Un altro esempio di come gli stessi interessati non sappiano pronunciare il proprio cognome è quello di un calciatore centrocampista del Brescia (Serie B) il cui cognome è Sernicola. Ebbene, volete credere che durante la telecronaca di tutta la partita su SKY, il geniale telecronista ha chiamato questo calciatore col cognome Sernìcola (parola sdrucciola)e non Sernicòla (parola piana)? Il guitto non era a conoscenza del fatto storico che, nel Medio Evo, i Notai venissero chiamati con il predicato onorifico di “Ser”, per indicare la categoria e la funzione (un po’ come il “Don” per i nobili o per gli ecclesiastici). E che il Notaio Nicola veniva chiamato Ser Nicola e quindi l’accentazione era ben che scontata. Ma tant’è. Certi giornalisti, specialmente quelli giovani di oggi, oltre all’Italiano non conoscono neanche la Storia.

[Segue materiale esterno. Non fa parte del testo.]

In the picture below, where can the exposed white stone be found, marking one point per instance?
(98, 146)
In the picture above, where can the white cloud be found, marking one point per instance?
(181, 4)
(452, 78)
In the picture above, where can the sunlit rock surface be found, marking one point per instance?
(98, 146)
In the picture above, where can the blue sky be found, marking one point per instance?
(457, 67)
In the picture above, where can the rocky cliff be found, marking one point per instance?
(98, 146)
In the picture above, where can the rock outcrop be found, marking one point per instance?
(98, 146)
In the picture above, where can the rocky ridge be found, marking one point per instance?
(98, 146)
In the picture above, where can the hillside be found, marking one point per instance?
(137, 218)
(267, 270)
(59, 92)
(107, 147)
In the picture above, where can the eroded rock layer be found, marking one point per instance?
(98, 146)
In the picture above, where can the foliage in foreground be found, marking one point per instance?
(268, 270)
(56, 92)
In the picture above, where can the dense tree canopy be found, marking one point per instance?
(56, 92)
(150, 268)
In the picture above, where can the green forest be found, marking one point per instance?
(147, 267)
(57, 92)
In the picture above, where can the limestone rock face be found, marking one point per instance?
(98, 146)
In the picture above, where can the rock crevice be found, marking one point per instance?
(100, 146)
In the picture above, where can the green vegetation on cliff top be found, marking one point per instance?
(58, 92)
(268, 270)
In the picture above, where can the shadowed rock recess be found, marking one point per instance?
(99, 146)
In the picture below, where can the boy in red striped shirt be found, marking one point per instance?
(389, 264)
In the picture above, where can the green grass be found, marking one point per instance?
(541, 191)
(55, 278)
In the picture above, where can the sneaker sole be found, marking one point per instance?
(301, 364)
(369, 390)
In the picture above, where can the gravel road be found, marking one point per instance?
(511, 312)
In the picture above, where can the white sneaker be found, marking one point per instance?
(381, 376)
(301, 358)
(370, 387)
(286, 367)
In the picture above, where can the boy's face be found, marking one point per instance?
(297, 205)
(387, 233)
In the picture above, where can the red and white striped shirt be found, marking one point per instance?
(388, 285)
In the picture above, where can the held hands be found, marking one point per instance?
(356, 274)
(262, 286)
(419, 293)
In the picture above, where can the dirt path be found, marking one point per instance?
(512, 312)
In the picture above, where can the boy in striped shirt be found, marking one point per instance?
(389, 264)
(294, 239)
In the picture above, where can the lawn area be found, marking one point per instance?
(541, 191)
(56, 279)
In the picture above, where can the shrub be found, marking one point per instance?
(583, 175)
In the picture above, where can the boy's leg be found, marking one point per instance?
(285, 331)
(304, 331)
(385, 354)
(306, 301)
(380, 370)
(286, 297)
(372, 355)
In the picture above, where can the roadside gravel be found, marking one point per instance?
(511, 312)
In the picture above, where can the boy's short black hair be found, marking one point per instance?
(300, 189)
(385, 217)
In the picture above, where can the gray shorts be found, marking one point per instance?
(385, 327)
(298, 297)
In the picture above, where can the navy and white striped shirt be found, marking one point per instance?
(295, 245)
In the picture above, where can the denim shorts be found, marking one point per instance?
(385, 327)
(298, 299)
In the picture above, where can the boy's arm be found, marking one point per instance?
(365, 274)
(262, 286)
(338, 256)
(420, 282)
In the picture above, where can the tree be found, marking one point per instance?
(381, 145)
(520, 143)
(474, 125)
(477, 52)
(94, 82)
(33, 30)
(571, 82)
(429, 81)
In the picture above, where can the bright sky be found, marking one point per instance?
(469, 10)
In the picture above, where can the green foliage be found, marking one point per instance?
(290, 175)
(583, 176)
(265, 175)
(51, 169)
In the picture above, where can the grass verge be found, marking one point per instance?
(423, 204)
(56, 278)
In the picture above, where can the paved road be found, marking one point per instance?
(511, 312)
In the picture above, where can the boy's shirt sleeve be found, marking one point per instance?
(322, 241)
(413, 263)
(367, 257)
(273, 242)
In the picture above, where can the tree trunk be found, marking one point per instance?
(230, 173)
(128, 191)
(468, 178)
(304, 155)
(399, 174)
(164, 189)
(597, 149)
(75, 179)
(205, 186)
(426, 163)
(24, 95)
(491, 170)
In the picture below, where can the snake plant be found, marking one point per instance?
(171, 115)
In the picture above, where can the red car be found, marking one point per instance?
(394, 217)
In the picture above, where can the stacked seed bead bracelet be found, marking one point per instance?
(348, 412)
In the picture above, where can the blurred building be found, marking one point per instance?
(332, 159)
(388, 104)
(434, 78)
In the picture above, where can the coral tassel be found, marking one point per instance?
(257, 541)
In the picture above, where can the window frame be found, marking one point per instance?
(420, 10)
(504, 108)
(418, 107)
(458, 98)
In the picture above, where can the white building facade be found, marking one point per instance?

Infine, un aneddoto autobiografico, per dire come certi cognomi hanno dei significati (e anche delle pronunce) sconosciuti agli stessi che li portano.
Nei miei giri per l’Italia, mi capitò, un giorno, in compagnia di un rappresentante, di visitare un cliente, nella città di Lecco, che tuttora esiste ed è in attività: Ferrario & Aondio Arredamenti. Stavo parlando di lavoro, con il signor Aondio e, ad un certo punto del discorso gli chiesi, ne ero molto curioso, come mai il suo cognome veniva pronunciato, così come lo sentivo, Aòndio, con l’accento sulla o. Lui mi rispose che da generazioni veniva pronunciato così, che non si era mai posto il problema e che, comunque, non lo sapeva. Io gli chiesi il permesso di formulare un’ipotesi etimologica, per spiegare perché, secondo me, il suo cognome si doveva pronunciare Aondìo, con l’accento sulla i. Lui si dichiarò, bontà sua, molto curioso e interessato a saperlo, perché mai aveva sospettato che ci fosse un altro modo di chiamarlo per cognome.
La mia ipotesi fu, ed è, questa. Ho scartato, preliminarmente, l’ eventualità di crasi (eliminazione interna) della b, per cui avrebbe potuto essere Abondio, perché la parola avrebbe avuto un senso compiuto come nome, per di più diffuso nella zona, quindi sarebbe rimasto Abondio o Abbondio, e non Aòndio.
Ho, invece, suggerito l’ipotesi che Aondìo, con l’accento sulla i, sarebbe la giusta pronuncia di una parola che proverrebbe da una locuzione “Va con Dio”, salvo la caduta consonantica sia della v iniziale che della c.
Vacondio era un cognome che, anticamente, veniva dato dai conventuali ai trovatelli, che venivano lasciati davanti ai sagrati delle chiese, alle porte dei conventi o dentro le ruote, appositamente installate, per impedire la morte per assideramento dei pargoletti abbandonati. Molti sono i cognomi che richiamano lo stato di abbandono e, quindi, la mancanza di genitorialità accertata. Ne ricordo alcuni:
Esposito, Ruotolo, Proietti, Innocenti, Diotaiuti, Degli Innocenti, Infascelli, Servodidio, Diotallevi, Ma ce ne sono diversi altri, magari modificati negli anni o storpiati, anche per dissimulare e camuffare l’etimologia originaria.
Quando un trovatello veniva dato in affidamento, doveva avere un nome e un cognome proprio. I fraticelli o le suorine si inventavano questi curiosi cognomi. Va’ con Dio, tutto attaccato Vacondio, era un cognome dall’espressione augurale, ma per distogliere l’attenzione dal suo significato, che costituiva sempre una vergogna sociale, venne modificato: Vacondìo divenne, un po’ alla volta, Aondìo, ma non bastava, perché, in qualche modo, si capiva ancora l’origine etimologica e semantica e, allora, si spostò l’accento, dalla i alla prima o dopo la A : Aòndio.
Il cliente, sorpreso e addirittura entusiasta di aver scoperto qualcosa che lo riguardava e non conosceva,, mi disse che avrebbe fatto fare delle indagini. Negli anni seguenti, aumentò di molto il fatturato.